Winnie Madikizela-Mandela's death leaves behind brutal legacy

Winnie Madikizela-Mandela has died at the age of 81.

Hailed as mother of the 'new' South Africa, Ms Madikizela-Mandela's legacy as an anti-apartheid heroine was undone when she was revealed to be a ruthless ideologue prepared to sacrifice laws and lives in pursuit of revolution and redress.

Ms Madikizela-Mandela died peacefully on Monday (local time) surrounded by her family following a long illness that kept her in and out of hospital since the start of the year, family spokesman Victor Dlamini said in a statement.

"She fought valiantly against the apartheid state and sacrificed her life for the freedom of the country," he said.

"She kept the memory of her imprisoned husband Nelson Mandela alive during his years on Robben Island and helped give the struggle for justice in South Africa one its most recognisable faces."

Her uncompromising methods and refusal to forgive contrasted sharply with the reconciliation espoused by Mr Mandela as he worked to forge a stable, pluralistic democracy from the racial division and oppression of apartheid.

The contradiction helped kill their marriage and destroyed the esteem in which she was held by many South Africans, although the firebrand activist retained the support of radical black nationalists to the end.

A crowd of around 200 people soon gathered outside her Soweto home, singing and dancing.
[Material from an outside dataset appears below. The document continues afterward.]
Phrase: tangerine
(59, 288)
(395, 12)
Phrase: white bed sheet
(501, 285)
A number of national and local politicians arrived and police closed the street to traffic.

President Cyril Ramaphosa led an outpouring of grief over her death in South Africa.

"Today we have lost a mother, a grandmother, a friend, a comrade, a leader and an icon," said Mr Ramaphosa.

Retired South African cleric and anti-apartheid campaigner Archbishop Desmond Tutu said: "Her courageous defiance was deeply inspirational to me, and to generations of activists."

Born on September 26, 1936, in Bizana, Eastern Cape province, Ms Madikizela-Mandela became politicised at an early age in her job as a hospital social worker.

She caught the eye of Mr Mandela at a Soweto bus stop in 1957, starting a whirlwind romance that led to their marriage a year later.

After Mr Mandela was jailed for life in 1964 for sabotage and plotting to overthrow the government, Ms Madikizela-Mandela campaigned tirelessly for his release and emerged as a prominent anti-apartheid figure in her own right, undergoing detention, banishment and arrest.

She punched the air in the clenched-fist salute of black power as she walked hand-in-hand with Mr Mandela out of Cape Town's Victor Vester prison on February 11, 1990.

For husband and wife, it was a crowning moment that led four years later to the end of centuries of white domination when Mr Mandela became South Africa's first black president.

But their marriage began to fall apart in the years after his release. The couple divorced in 1996, nearly four decades after they were married. They had two children together.

The end of apartheid marked the start of a string of legal and political troubles for Ms Madikizela-Mandela.

As evidence emerged in the dying years of apartheid of the brutality of her Soweto enforcers, the "Mandela United Football Club", her soubriquet switched from "Mother" of the nation to "Mugger".

Blamed for the killing of activist Stompie Seipei, who was found near her Soweto home with his throat cut, she was convicted in 1991 of kidnapping and assaulting the 14-year-old because he was suspected of being an informer. Her six-year jail term was reduced on appeal to a fine.

She and Mr Mandela separated in 1992 and her reputation slipped further when he sacked her from his cabinet in 1995 after allegations of corruption. The couple divorced a year later, after which she adopted the surname Madikizela-Mandela.

Appearing at the Truth and Reconciliation Commission (TRC) set up to unearth atrocities committed by both sides in the anti-apartheid struggle, Ms Madikizela-Mandela refused to show remorse for abductions and murders carried out in her name.

Only after pleading from anguished TRC chairman Archbishop Desmond Tutu did she admit grudgingly that "things went horribly wrong".

In its final report, the TRC ruled that Ms Madikizela-Mandela was "politically and morally accountable for the gross violations of human rights committed by the MUFC".

Four years later, she was back in court, facing fraud and theft charges in relation to an elaborate bank loan scheme.

"Somewhere it seems that something went wrong," magistrate Peet Johnson said as he sentenced her to five years in jail, later overturned on appeal.

"You should set the example for all of us."